Intelligence is, by its very nature, a dicey proposition. It is like an advertisement for a discount iPad: to be approached with innate scepticism about its availability and the motives of its sellers. The problem of intelligence services discovering only the answers they are looking for is an old one. And yet, without the willingness to gamble on information, intelligence services like the CIA are mere sorters of documents. So should we learn a more valuable lesson from Al Balawi or from bin Laden? Does the death of bin Laden make of the Balawi disaster a necessary bump in the road on the way to success, or a reminder of the knife's edge separating intelligence triumph from calamity?

The world without bin Laden is a fundamentally different place from the one in which Warrick wrote his book, even if only in the symbolic sense: the long hand of the United States striking down its attacker with surgical precision, in the name of 3,000 dead in New York and Washington.

And yet, before you answer too hastily, perhaps we should hear from Warrick once more, as the widow of one of Al Balawi's victims pays farewell to her husband. "Mindy Lou needed to fully understand what her husband had endured, so she willed herself to touch his broken body. She caressed his swollen, shrouded face. She felt the empty parts of the glove where fingers were missing.
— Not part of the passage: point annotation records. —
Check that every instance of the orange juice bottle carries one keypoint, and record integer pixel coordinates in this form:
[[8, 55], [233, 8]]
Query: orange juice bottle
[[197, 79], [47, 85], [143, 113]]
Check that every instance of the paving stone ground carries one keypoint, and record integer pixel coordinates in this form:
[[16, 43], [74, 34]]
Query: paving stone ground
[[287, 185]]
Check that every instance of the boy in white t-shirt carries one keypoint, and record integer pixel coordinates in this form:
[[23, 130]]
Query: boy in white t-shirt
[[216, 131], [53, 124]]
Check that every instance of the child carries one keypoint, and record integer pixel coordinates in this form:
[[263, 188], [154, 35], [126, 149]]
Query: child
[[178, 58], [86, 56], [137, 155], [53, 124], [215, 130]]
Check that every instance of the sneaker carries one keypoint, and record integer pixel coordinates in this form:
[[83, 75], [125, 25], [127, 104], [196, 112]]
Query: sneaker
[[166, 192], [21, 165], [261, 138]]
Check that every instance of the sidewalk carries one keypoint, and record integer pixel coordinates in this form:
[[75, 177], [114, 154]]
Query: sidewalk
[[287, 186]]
She let her hands pass along the length of his uniform, feeling the broken bones through the fabric. She kissed her husband one last time and then closed the coffin."

The raid on bin Laden was a triumph of patient intelligence gathering, a signature accomplishment by Barack Obama and his national security team, and a potential turning point in the battle against Al Qaeda. But we too must be sure to feel the empty parts of Dane Paresi's glove, lest we forget the costs incurred along the way.

 

Saul Austerlitz's work has been published in The New York Times, Los Angeles Times and Boston Globe.